A Colombian charter jet carrying tourists from Panama to Martinique crashed in Venezuela on Tuesday after its engines failed, killing all 160 aboard in one of the country's worst air disasters, the Reuters reported.


Rescue workers search for the bodies of passengers who died in a West Caribbean Airways passenger plane that crashed with 160 people on board in the Sierra de Perija area near Machiques in western Venezuela, Tuesday, Aug. 16, 2005.[Reuters]

The West Caribbean airways MD-82 aircraft was en route to the French Caribbean island when it reported engine trouble and diverted to an airport in Venezuela. It crashed at a cattle farm near Venezuela's border with Colombia, authorities said.

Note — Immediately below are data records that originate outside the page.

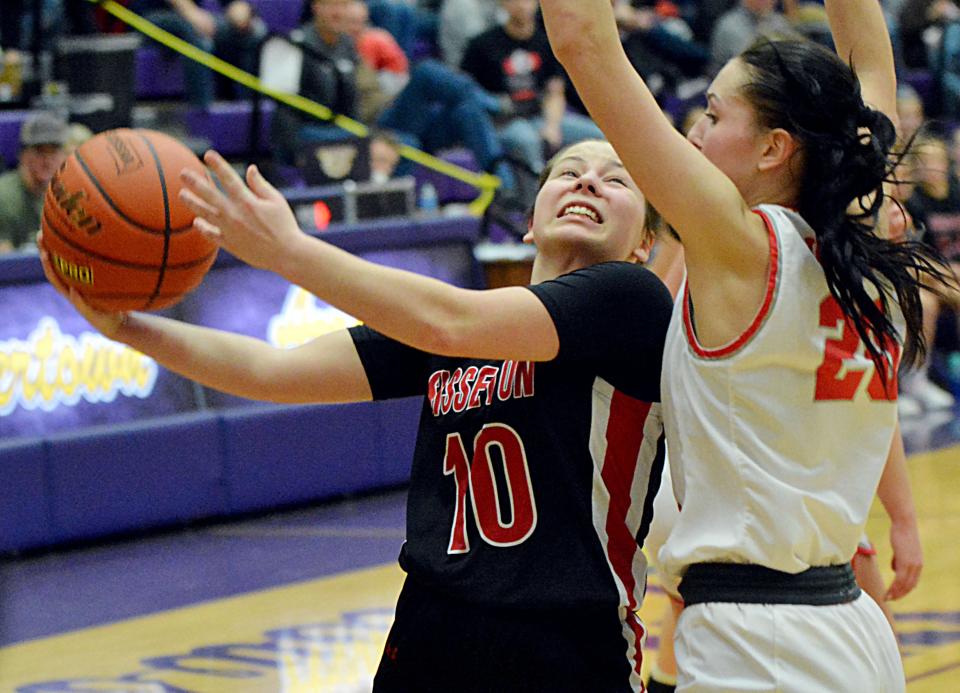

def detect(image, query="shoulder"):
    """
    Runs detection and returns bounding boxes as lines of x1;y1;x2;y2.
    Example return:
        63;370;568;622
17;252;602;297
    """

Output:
530;262;672;312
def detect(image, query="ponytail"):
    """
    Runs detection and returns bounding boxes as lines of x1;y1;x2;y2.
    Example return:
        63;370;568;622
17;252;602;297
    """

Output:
741;40;950;385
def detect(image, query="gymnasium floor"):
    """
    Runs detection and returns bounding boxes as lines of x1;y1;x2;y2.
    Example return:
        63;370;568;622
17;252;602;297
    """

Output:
0;413;960;693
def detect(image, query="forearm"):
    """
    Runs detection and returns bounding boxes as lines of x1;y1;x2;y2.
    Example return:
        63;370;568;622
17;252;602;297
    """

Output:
825;0;897;118
107;313;290;400
274;235;555;360
877;425;917;524
540;0;620;71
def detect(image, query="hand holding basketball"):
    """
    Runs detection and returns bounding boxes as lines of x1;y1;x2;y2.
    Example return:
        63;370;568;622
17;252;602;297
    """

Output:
180;151;304;271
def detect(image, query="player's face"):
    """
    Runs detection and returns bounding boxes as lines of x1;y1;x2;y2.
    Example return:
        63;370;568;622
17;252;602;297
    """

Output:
687;60;763;197
528;142;645;264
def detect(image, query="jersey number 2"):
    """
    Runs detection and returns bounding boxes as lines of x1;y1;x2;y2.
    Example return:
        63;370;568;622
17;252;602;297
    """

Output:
814;296;900;402
443;424;537;553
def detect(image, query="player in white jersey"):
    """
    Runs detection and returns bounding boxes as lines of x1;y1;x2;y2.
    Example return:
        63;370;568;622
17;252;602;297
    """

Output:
541;0;944;691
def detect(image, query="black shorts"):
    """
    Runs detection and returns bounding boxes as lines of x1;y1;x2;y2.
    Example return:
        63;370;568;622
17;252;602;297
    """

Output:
373;578;643;693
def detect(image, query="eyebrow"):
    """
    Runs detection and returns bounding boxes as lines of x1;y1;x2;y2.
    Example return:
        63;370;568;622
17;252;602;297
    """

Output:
554;155;627;171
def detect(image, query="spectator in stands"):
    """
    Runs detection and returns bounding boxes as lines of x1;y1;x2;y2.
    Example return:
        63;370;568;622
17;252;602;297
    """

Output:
0;111;69;253
902;136;960;409
897;84;925;142
370;129;402;183
461;0;603;176
900;0;960;69
130;0;267;108
301;0;437;56
271;0;360;164
343;0;410;82
0;0;97;51
614;0;710;98
275;0;513;188
710;0;795;72
437;0;500;68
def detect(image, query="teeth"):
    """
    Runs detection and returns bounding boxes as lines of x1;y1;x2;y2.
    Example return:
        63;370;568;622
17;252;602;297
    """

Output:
563;205;600;223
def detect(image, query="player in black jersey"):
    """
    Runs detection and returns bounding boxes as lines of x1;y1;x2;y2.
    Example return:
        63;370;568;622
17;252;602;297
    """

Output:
44;142;671;693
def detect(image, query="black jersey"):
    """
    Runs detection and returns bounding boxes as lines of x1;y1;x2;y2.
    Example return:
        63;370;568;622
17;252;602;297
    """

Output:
351;262;671;608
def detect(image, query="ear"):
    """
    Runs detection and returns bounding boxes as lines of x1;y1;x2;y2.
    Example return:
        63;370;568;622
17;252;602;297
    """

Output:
627;237;653;265
523;220;533;244
757;128;799;171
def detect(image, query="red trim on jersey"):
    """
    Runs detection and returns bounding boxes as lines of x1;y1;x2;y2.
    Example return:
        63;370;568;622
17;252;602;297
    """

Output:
600;390;651;609
627;611;647;676
683;209;780;359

"Unfortunately, there were no survivors from this accident," Col. Francisco Paz, head of Venezuela's National Civil Aviation Institute, told local television.

Most of the passengers were local government officials in Martinique who had been on holiday with their families, an official at the Fort-de-France airport in Martinique said. He said the 152 passengers included one baby and four children.

French television broadcast images of victims' relatives crying and shouting as an official read out the names of the plane's passengers at the airport in Martinique.

"There are children who have lost both their mother and their father," said Andre Charpentier, the mayor of Basse-Pointe, a small community of 4,000 inhabitants in the north of Martinique.

The Fort-de-France airport official said the plane had been chartered by the Globe Trotters travel agency in Martinique.

In Seattle, Boeing spokesman Jim Proulx said the company was dispatching a team of air safety investigators to help search for the cause of the crash.

Boeing took over McDonnell Douglas, maker of the MD-82, in 1997.

Venezuelan Interior Minister Jesse Chacon said the aircraft had changed its route to try to land in the western Venezuelan city of Maracaibo, but lost altitude and crashed in the remote Sierra de Perija region near the border with Colombia.

"When it was flying over Venezuelan airspace, they had problems with one engine and then with another engine, and at that moment it went down," Chacon said.